L’attitude qu’adopteront les autres partis après les élections est claire. Que ce soit avec le dernier cabinet (les libéraux du VVD, les chrétiens-démocrates du CDA, et les populistes de droite du PVV), avec le précédent (les sociaux-démocrates du parti travailliste PvdA et le CDA) ou encore avec la coalition ‘‘Kunduz’’ (VVD, CDA, D66, GroenLinks et ChristenUnie), la politique fut à chaque fois faite d’attaques antisociales. Les attentes sont donc grandes envers le SP. Le SP se prononce contre l’Union Européenne néolibérale, contre les coupes budgétaires et ne s’est pas compromis dans un cabinet appliquant les décisions prises par la dictature des marchés. Tout cela est suffisant pour une bonne victoire électorale, c’est certain. Mais le SP deviendra-t-il ‘‘grand’’ ou ‘‘le plus grand’’ ?
Les partis traditionnels font tout pour mettre hors jeu le dirigeant du SP Emile Roemer, en le dépeignant comme “extrémiste, irresponsable, dépensier”, avec pour l’instant comme seul effet de confirmer aux électeurs qu’il est différent des politiciens établis. Si Roemer ne commet pas lui-même de fautes, les autres partis semblent bien incapables d’empêcher sa victoire. Soyons clair : plus grande sera la victoire du SP, plus grand sera le pas en avant posé pour la classe ouvrière néerlandaise. Alternative Socialiste appelle à voter pour le SP et à s’impliquer activement dans la campagne, et ensuite faire en sorte que Roemer tienne réellement ses promesses.
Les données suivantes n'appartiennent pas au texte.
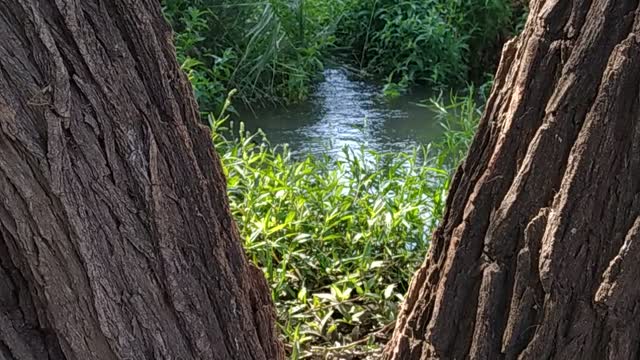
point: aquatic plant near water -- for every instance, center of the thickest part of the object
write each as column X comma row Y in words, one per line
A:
column 339, row 237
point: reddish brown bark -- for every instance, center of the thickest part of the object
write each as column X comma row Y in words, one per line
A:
column 116, row 240
column 537, row 254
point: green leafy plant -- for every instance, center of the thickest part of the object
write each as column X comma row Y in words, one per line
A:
column 338, row 238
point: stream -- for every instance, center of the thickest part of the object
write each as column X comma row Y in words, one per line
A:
column 344, row 111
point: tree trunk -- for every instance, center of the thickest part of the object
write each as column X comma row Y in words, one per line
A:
column 537, row 257
column 116, row 240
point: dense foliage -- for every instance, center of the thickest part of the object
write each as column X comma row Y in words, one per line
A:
column 273, row 50
column 338, row 238
column 427, row 41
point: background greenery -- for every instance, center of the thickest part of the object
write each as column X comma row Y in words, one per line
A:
column 338, row 238
column 273, row 51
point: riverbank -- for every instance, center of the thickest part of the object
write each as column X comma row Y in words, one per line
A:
column 338, row 237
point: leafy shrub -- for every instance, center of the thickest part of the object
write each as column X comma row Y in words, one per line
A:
column 339, row 238
column 436, row 42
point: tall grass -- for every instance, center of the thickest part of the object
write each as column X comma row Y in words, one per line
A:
column 437, row 42
column 270, row 51
column 273, row 51
column 339, row 238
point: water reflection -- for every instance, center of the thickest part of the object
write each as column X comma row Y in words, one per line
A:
column 347, row 112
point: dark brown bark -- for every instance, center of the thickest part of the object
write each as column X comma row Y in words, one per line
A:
column 116, row 241
column 538, row 252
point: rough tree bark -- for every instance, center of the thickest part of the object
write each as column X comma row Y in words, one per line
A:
column 116, row 241
column 537, row 256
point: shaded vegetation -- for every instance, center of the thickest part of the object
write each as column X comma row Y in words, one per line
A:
column 338, row 238
column 272, row 51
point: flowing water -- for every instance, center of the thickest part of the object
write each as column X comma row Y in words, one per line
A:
column 343, row 111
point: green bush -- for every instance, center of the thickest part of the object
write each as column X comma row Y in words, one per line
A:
column 270, row 51
column 339, row 238
column 436, row 42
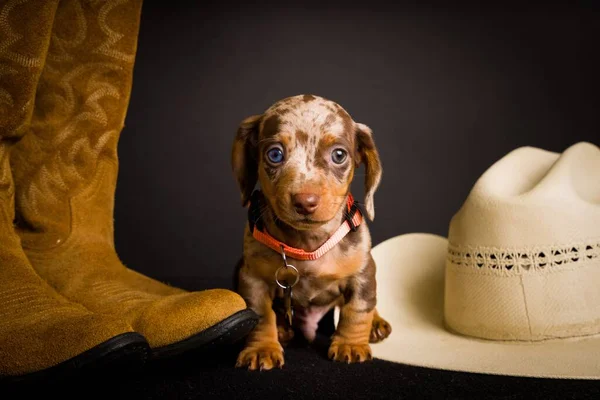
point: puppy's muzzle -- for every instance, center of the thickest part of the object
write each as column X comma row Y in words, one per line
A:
column 306, row 203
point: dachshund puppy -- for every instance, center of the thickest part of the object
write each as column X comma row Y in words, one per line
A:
column 303, row 151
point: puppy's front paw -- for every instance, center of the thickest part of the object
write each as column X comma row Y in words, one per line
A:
column 380, row 329
column 263, row 356
column 340, row 350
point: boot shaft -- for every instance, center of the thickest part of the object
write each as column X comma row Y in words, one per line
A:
column 25, row 28
column 70, row 150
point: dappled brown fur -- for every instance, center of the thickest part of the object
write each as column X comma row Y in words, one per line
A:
column 307, row 145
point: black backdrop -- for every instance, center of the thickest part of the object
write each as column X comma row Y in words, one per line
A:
column 447, row 92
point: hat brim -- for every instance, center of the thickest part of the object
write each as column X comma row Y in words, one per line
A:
column 410, row 296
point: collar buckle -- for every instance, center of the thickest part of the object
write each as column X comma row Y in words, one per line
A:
column 350, row 217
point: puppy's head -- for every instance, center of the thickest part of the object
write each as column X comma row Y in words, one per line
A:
column 303, row 150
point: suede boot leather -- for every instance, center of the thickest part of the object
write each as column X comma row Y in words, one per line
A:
column 66, row 171
column 40, row 330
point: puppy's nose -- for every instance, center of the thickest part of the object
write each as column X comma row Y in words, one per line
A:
column 306, row 203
Les structures syndicales ont malheureusement sérieusement abdiqué face à la politique d’austérité, une victoire écrasante du SP constituerait un certain rempart contre la logique néolibérale. Il faut assurer que cela devienne bien le cas !
Tout en soutenant le SP, nous ne partageons cependant pas l’enthousiasme de la direction du SP concernant une éventuelle participation gouvernementale. Le SP collabore déjà dans certaines localités avec le VVD, une approche qui promet un désastre politique à court terme. Quant au PvdA et au CDA, le PvdA refusera d’être sous la domination du SP et le CDA commettrait un suicide politique en entrant en coalition avec les deux plus grands partis “de gauche”.
L’élite politique fera tout pour isoler le SP et éviter de lui donner le pouvoir, une option qui ne lui est envisageable qu’en tout dernier recours. La bourgeoisie n’a pas peur des dirigeants du SP qui ont déjà démontré à plusieurs reprises qu’ils sont bien conciliables. La bourgeoisie a peur de l’influence des travailleurs sur le SP. Ce sont eux qui votent pour lui et qui l’animent jusqu’à un certain point.
De plus, la bourgeoisie a besoin de partis fiables pour appliquer l’austérité, des partis inflexibles face aux sentiments des masses. La situation la plus probable après le 12 septembre est un cabinet composé de plusieurs partis unis par l’impasse de l’austérité et l’absence de toute idée sur ce qui convient d’être fait, avec un SP dans l’opposition qui continuera à profiter de cette situation compliquée. De plus en plus, le SP peut représenter l’alternative politique aux yeux de ceux qui en ont marre des assainissements.
Les populistes de droite du PVV n’ont aucune chance d’instrumentaliser la situation pour l’instant, en raison de leur racisme virulent et de leur responsabilité dans l’application des mesures d’austérité du gouvernement précédent. Le SP pourra alors prendre la voie de la résistance active contre l’austérité et organiser la colère en transformant le soutien électoral en un soutien militant, vers une rupture avec la société capitaliste, vers une société socialiste. L’arrivée d’un gouvernement majoritaire du SP, basé sur un programme socialiste, est un objectif réalisable.